BsUFA and GDUFA were signed into law as a part of the Food and Drug Administration Safety and Innovation Act. BsUFA applies to products that are biosimilar versions of biological products, which include products like allergenic extracts, tissue transplants, and gene therapies. To receive FDA approval, manufacturers submit a 351(k) BLA proving that the biological product is “highly similar” to the approved product and submit results of animal studies and clinical studies showing safety and efficacy of the product. BsUFA user fees fund the review of marketing applications and allow the FDA to hire additional employees for the review of biosimilars. BsUFA is beneficial to consumers because it helps put biosimilar products on the market faster, which gives consumers alternatives to high-cost biologics.
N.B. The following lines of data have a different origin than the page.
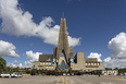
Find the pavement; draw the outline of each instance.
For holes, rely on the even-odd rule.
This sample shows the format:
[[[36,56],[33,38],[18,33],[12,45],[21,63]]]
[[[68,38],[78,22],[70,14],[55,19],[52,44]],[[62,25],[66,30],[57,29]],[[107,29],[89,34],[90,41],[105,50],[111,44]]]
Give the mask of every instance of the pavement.
[[[0,84],[126,84],[126,79],[84,76],[23,76],[0,79]]]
GDUFA significantly altered the drug market because prior to GDUFA, the FDA only collected user fees for NDAs, not generic drug applications. GDUFA authorized user fees for all abbreviated new drug applications (ANDAs), prior approval supplements to ANDAs, drug master files, annual facility fees, and a one-time fee for pending ANDAs to help clear backlogged applications. The FDA plans to collect $299 million annually from generic drug user fees. Additionally, GDUFA simplifies the hiring process at the FDA for any GDUFA-related positions.
FDA Reauthorization Act of 2017
All four of these user fee acts were set to expire at the end of this fiscal year. During the bill mark-ups, both the House Committee on Energy and Commerce and Senate Committee on Health, Education, Labor and Pensions (HELP) generally refrained from supporting unnecessary or controversial amendments, such as drug importation legislation, because they could have potentially prevented quick passage, though provisions related to encouraging generic drug development and approval were supported on a bipartisan basis.
The FDA Reauthorization Act of 2017 was signed into law on August 18, 2017. The legislation reforms the PDUFA fee structure, replacing the equal division of fees, such that 20 percent of fees will come from application fees and 80 percent will come from program fees; supplemental application fees and facility fees are eliminated. These changes are intended to provide greater predictability as to the amount of revenue that will be collected under these agreements each year. A new user fee for “de novo” medical device classification requests will be created. A generic drug applicant program fee will be established, which will account for 35 percent of the revenue for generic drug user fees and will be based on the number of ANDAs the applicant has approved; the fee for prior approval supplements will be eliminated. For the first time, an independent fee structure for biosimilars will be implemented, including an Initial Biosimilar Development Fee which will be assessed the first year a manufacturer begins clinical trials; an Annual Biosimilar Development Fee for subsequent years of the development process; a Biosimilar Program Fee for approved biosimilars; and an Application Fee for new biosimilar applications. The legislation also reauthorizes several programs that are designed to simplify and expedite the regulatory process for the development of drugs and devices that aid patients with rare diseases.